PRO: None. Absolutely none.  Why is it done?  To publicize the conference and provide a nice ceremony venue.  These are not strong intellectual reasons. (I had a nastier comment about this but ChatGPT convinced me to be more polite.)

My proofreader brought up the following:

a) Who will give out the award? Answer: An organization like the ACM, and it DOES NOT need to go to an ACM conference.

b) How to limit what papers are eligible? Any paper that was in a conference or journal (though see item 3 below). That seems like a rather large set of papers to consider; however, after 10 years we DO know which papers stood the test of time. As an example- when Lance made his best theorems of the decade lists he did not pay attention to which venue the result appeared in.

2) Why the 10–25 years ago window?  I understand waiting 10 years—time needs time.  But why exclude older papers?  What if the paper Some Connections Between Bounded Query Classes and Nonuniform Complexity (STRUCTURES/CCC 1990) suddenly becomes important? Too bad: it aged out, like a carton of milk.

Are there examples of papers that became important many years after they were published?

I have one sort-of example: Google AI Overview says

The permanent of a matrix was first introduced independently by Cauchy in 1812 and later independently rediscovered by Binet in 1812. [The identical years makes me suspect, and also makes the notion of ``later'' rather odd- Did Cauchy do it in February and Binet in June?]

The permanent became much more important after Valiant, in 1979, showed that it was Sharp-P-Complete. So perhaps Cauchy's paper should get a test-of-time award.

Fun Fact: The Wikipedia entry on The Permanent (see here) does not mention Valiant, though there is a separate Wikipedia entry on Computing the Permanent (see here) that does.

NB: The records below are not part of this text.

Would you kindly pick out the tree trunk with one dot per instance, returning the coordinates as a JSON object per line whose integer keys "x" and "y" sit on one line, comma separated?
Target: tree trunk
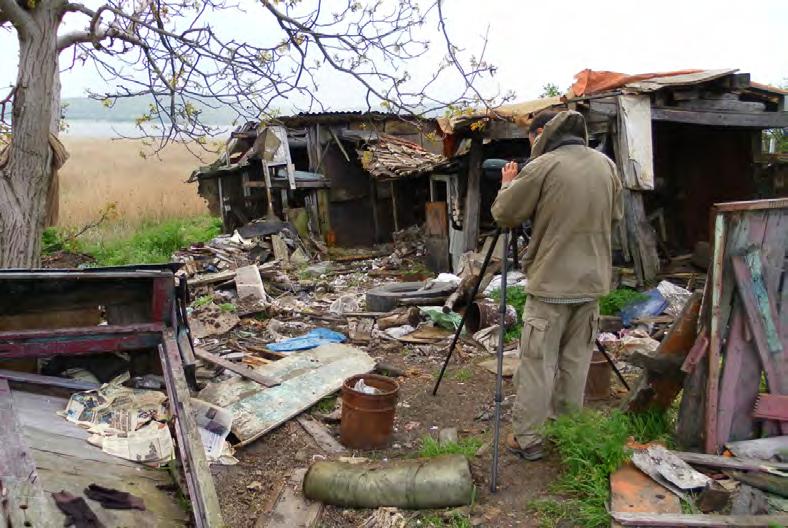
{"x": 26, "y": 178}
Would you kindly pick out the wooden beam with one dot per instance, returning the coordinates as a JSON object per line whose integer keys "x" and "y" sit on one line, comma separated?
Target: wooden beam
{"x": 726, "y": 119}
{"x": 238, "y": 368}
{"x": 641, "y": 237}
{"x": 716, "y": 461}
{"x": 713, "y": 521}
{"x": 50, "y": 381}
{"x": 23, "y": 500}
{"x": 721, "y": 105}
{"x": 472, "y": 212}
{"x": 202, "y": 491}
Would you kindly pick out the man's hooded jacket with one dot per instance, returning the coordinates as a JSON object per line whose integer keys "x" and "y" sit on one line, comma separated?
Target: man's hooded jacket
{"x": 573, "y": 194}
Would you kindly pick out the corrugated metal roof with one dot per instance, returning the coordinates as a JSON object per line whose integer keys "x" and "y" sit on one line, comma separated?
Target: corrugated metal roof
{"x": 686, "y": 79}
{"x": 308, "y": 118}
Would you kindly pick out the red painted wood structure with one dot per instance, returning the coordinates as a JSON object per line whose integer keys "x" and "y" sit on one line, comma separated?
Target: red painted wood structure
{"x": 745, "y": 323}
{"x": 46, "y": 313}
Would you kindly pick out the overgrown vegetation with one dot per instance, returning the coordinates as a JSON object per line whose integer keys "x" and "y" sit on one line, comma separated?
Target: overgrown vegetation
{"x": 434, "y": 520}
{"x": 515, "y": 297}
{"x": 151, "y": 244}
{"x": 430, "y": 447}
{"x": 462, "y": 375}
{"x": 592, "y": 445}
{"x": 613, "y": 302}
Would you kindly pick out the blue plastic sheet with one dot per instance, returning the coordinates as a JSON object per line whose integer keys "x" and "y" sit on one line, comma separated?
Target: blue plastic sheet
{"x": 313, "y": 339}
{"x": 654, "y": 305}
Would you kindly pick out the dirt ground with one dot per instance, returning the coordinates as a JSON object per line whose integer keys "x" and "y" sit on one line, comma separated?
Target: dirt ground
{"x": 467, "y": 405}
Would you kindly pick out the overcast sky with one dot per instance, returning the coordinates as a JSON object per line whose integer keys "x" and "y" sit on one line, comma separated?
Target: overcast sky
{"x": 533, "y": 43}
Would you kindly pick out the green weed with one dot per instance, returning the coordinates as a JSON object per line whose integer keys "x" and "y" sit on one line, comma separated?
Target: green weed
{"x": 613, "y": 302}
{"x": 430, "y": 447}
{"x": 154, "y": 243}
{"x": 462, "y": 375}
{"x": 434, "y": 520}
{"x": 549, "y": 512}
{"x": 326, "y": 405}
{"x": 202, "y": 300}
{"x": 515, "y": 297}
{"x": 592, "y": 446}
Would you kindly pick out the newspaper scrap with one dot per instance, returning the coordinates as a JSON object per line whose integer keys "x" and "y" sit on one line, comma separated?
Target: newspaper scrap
{"x": 116, "y": 407}
{"x": 125, "y": 422}
{"x": 150, "y": 444}
{"x": 214, "y": 425}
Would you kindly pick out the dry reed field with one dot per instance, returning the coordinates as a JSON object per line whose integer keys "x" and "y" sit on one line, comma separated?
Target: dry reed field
{"x": 100, "y": 172}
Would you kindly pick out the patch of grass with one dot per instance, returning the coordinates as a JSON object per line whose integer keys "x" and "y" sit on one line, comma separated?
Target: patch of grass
{"x": 462, "y": 375}
{"x": 430, "y": 447}
{"x": 613, "y": 302}
{"x": 549, "y": 512}
{"x": 434, "y": 520}
{"x": 154, "y": 243}
{"x": 202, "y": 300}
{"x": 515, "y": 297}
{"x": 591, "y": 446}
{"x": 326, "y": 405}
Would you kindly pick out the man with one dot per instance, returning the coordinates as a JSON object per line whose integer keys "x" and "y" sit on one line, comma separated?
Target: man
{"x": 572, "y": 194}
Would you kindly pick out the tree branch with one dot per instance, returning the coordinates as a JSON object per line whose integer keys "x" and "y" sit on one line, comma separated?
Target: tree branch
{"x": 13, "y": 12}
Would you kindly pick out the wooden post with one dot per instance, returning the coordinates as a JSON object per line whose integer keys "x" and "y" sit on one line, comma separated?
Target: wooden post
{"x": 641, "y": 237}
{"x": 470, "y": 223}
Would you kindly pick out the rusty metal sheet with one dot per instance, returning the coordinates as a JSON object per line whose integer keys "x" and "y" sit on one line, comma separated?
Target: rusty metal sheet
{"x": 632, "y": 491}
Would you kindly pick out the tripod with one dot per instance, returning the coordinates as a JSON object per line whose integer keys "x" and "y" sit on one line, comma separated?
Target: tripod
{"x": 499, "y": 370}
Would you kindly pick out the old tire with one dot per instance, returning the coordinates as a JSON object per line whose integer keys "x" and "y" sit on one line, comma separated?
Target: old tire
{"x": 385, "y": 298}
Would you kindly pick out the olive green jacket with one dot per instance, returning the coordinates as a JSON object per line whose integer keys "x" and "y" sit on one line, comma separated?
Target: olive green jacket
{"x": 573, "y": 195}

3) Why require publication in a journal or conference at all?  Suppose Perelman proves P ≠ NP, posts it on arXiv, and never submits it anywhere.  Perelman did just that with his proof of the Poincare Conjecture, and that was good enough for a Fields Medal.

This touches on the much broader---and increasingly relevant—question: What is the future role of journals and conferences in the age of arXiv?

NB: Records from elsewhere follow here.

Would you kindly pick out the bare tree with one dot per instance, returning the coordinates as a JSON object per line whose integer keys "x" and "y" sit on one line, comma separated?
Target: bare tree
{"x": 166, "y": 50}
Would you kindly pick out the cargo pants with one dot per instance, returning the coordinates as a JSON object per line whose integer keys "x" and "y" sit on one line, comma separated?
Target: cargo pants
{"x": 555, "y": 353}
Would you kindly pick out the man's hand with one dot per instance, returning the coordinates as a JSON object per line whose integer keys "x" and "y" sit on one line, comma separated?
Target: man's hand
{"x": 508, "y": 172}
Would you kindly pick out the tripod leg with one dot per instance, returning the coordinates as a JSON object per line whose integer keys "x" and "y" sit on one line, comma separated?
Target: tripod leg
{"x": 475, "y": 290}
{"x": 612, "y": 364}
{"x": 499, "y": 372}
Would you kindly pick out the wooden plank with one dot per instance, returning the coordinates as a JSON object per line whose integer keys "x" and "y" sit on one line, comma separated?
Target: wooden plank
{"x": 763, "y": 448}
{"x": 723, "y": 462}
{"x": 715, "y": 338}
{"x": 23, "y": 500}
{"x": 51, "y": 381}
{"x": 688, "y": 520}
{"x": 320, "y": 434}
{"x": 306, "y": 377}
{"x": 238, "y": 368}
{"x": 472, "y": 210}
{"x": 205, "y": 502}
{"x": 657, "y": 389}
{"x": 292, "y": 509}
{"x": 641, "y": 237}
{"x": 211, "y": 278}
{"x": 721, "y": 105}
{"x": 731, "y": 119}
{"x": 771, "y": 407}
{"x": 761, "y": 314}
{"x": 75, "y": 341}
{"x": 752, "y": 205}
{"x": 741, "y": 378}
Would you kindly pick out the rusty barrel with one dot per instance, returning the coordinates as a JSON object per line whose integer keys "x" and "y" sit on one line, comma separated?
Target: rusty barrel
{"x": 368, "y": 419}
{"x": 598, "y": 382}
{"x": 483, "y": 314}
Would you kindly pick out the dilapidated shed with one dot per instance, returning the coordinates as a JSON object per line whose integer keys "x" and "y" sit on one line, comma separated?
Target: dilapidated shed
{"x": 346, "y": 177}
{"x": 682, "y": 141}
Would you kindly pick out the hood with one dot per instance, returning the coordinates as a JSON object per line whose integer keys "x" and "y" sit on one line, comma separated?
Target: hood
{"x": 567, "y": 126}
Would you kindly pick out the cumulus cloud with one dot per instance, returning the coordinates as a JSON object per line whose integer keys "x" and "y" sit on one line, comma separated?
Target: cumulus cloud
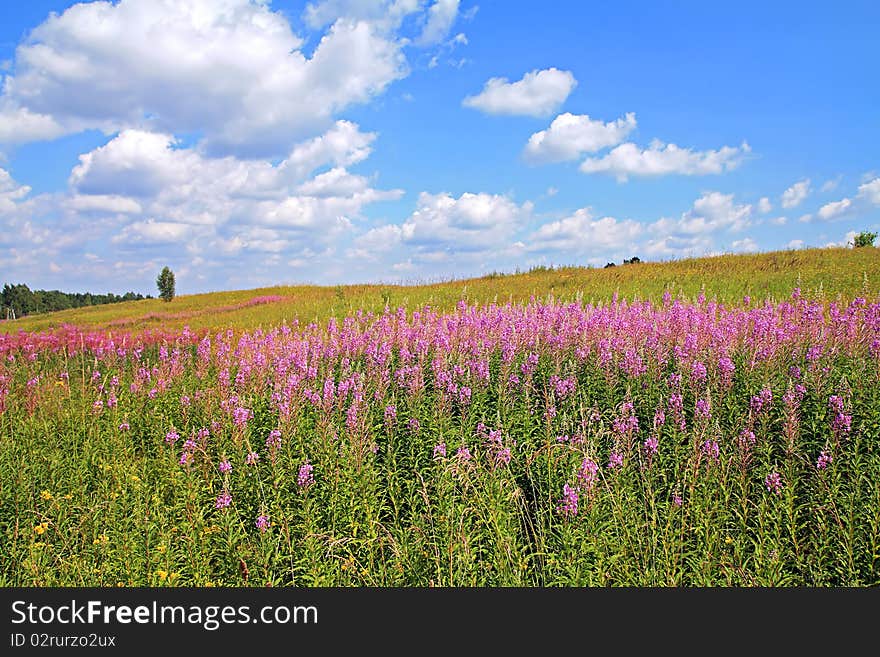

4) (Bonus question): Is there any real difference between the STOC conference and the FOCS conference in terms of the scope of the papers?  Was there ever?  I would guess no and no. Maybe some of my older readers can tell me, unless they are too busy writing papers in Economics and Computation. 

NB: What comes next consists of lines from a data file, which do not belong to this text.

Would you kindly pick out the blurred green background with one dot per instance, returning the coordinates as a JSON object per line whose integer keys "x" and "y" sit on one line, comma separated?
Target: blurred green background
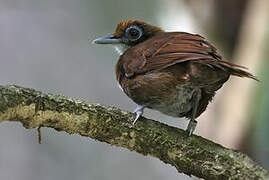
{"x": 44, "y": 45}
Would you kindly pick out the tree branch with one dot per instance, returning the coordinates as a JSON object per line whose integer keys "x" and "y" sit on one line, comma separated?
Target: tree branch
{"x": 192, "y": 156}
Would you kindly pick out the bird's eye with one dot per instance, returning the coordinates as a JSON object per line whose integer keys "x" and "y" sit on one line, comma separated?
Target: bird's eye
{"x": 133, "y": 33}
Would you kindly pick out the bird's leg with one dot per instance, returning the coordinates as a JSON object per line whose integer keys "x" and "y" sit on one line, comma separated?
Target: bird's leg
{"x": 138, "y": 111}
{"x": 192, "y": 124}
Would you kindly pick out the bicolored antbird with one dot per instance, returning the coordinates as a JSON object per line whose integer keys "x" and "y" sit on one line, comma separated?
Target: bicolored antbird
{"x": 176, "y": 73}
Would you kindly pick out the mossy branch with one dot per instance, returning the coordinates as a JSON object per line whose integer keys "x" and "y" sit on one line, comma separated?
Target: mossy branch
{"x": 192, "y": 156}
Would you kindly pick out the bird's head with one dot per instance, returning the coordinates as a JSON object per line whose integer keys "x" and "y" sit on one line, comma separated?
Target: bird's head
{"x": 128, "y": 34}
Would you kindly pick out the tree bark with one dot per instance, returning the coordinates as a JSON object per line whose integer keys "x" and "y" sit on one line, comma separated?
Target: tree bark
{"x": 190, "y": 155}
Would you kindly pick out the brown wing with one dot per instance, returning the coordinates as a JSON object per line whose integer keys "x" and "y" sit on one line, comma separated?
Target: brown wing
{"x": 169, "y": 48}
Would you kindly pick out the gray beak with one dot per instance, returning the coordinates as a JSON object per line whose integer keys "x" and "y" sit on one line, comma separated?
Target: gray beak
{"x": 107, "y": 40}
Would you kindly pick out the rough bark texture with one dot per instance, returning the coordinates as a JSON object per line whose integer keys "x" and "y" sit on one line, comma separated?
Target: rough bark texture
{"x": 193, "y": 156}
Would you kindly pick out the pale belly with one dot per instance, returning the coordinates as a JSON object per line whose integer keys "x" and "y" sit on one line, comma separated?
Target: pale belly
{"x": 178, "y": 106}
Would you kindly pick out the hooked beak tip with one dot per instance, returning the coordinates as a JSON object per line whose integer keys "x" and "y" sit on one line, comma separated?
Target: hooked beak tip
{"x": 106, "y": 40}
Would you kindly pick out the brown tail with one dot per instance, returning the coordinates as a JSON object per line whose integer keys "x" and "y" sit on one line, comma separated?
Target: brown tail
{"x": 233, "y": 69}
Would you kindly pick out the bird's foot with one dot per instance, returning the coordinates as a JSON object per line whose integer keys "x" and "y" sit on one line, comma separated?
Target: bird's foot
{"x": 191, "y": 127}
{"x": 138, "y": 111}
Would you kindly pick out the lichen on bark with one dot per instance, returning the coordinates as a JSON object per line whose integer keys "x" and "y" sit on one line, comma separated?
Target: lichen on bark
{"x": 193, "y": 156}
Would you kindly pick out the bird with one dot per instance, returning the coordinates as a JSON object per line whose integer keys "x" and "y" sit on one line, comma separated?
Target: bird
{"x": 175, "y": 73}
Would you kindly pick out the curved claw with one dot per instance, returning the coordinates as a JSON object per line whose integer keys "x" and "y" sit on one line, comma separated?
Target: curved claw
{"x": 138, "y": 111}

5) Another proofreader pointed out that it would be a good idea to live up to the title of this post, Test of Time Awards: A Good Idea but, and say why they are a good idea instead of bitching and moaning about eligibility. Good Idea! Some thoughts:

a) They might encourage researchrs to aim for deep contributions, not just fashionable ones. I doubt this is true since I doubt authors think about which award they might win.

b)  They reward long-time impact over short-term excitement. Is it much of a reward? How do they benefit the recipient? I ask non-rhetorically. 

c) They are an objective record of subjective opinion.  Useful for historians!